The group operated facilities in Texas, Ohio, and Michigan, with estimating handled locally at each branch. This decentralized structure resulted in pricing drift, as estimators used different calculation sheets to quote similar parts.
Solving branch drift
Estimating drift was costing the company business. Texas estimators were under-quoting complex weldments, while Ohio estimators were over-quoting simple parts. This variance confused customers and resulted in lost bids.
To resolve this drift, the group established a unified estimating standard. They defined clear pricing formulas, standardized labor rates, and mapped out a single routing flow for all branches.
Standardizing quoting rules
The company implemented a single, shared material database, ensuring all branches quoted steel by cwt at the correct local cost. Estimators were required to use standard machine rates and labor costs defined by headquarters.
This standardization eliminated individual guesswork, ensuring that quotes generated at different facilities for the same CAD file returned identical base costs.
RFQ triage bottlenecks
The manual data entry required to push quotes into the ERP was a major bottleneck. Estimators spent hours copy-pasting quantities, run times, and material specs into their ERP system, leading to transcription errors and delayed response times.

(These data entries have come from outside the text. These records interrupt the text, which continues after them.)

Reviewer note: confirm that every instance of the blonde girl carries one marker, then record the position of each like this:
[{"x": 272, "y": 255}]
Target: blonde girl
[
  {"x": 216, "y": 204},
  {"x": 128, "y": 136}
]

B2B sales benchmarks show that response speed is critical to winning tenders. Pushing takeoff data directly from the drawing to the ERP database eliminated this manual entry bottleneck.
On premises security
As a defense subcontractor, the group had to protect Controlled Unclassified Information. Attaching raw CAD drawings to ERP records expanded the compliance boundary and increased audit costs. The group needed a way to keep drawings secure.
By moving to on-premises geometry parsing, the group kept all drawings offline within their physical facilities, reducing security risk and compliance costs.
Connecting multi branches
To maintain consistency, the company synced its branch costing databases with a central server overnight. This ensured that every estimator worked with identical raw material costs and machine rates each morning, preventing pricing drift.
Separating the physical takeoff from local costing rules allowed estimators to calculate accurate prices based on the executing facility's exact machine capabilities.
Auditing CAD drawings
Standardizing the takeoff process was key to eliminating variance. Estimators used local software to extract physical dimensions, part volumes, and tolerances directly from CAD drawings on their workstations, ensuring takeoff consistency.
Kwantflow allowed the group's estimators to parse drawings locally and apply centralized pricing rules, reducing cycle times and eliminating quoting drift.
ERP database integration
The group integrated its local takeoff tool with its central Epicor database. Kwantflow synced quantities and run times directly into Epicor Kinetic, keeping drawings secure and offline. Are you still manually copy-pasting tolerances? Try dropping your next CAD file into Kwantflow locally to extract them in seconds.
Ways estimators can keep quote review clear:
- A 3-site fabrication group eliminated pricing variance by standardizing CAD takeoff methods.
- Centralizing pricing rules locally on-premises reduced database maintenance costs by 40%.
- Syncing numeric quantities directly to the ERP cut data entry times from hours to minutes.
- Keeping drawings offline reduced the scope and cost of CMMC compliance audits.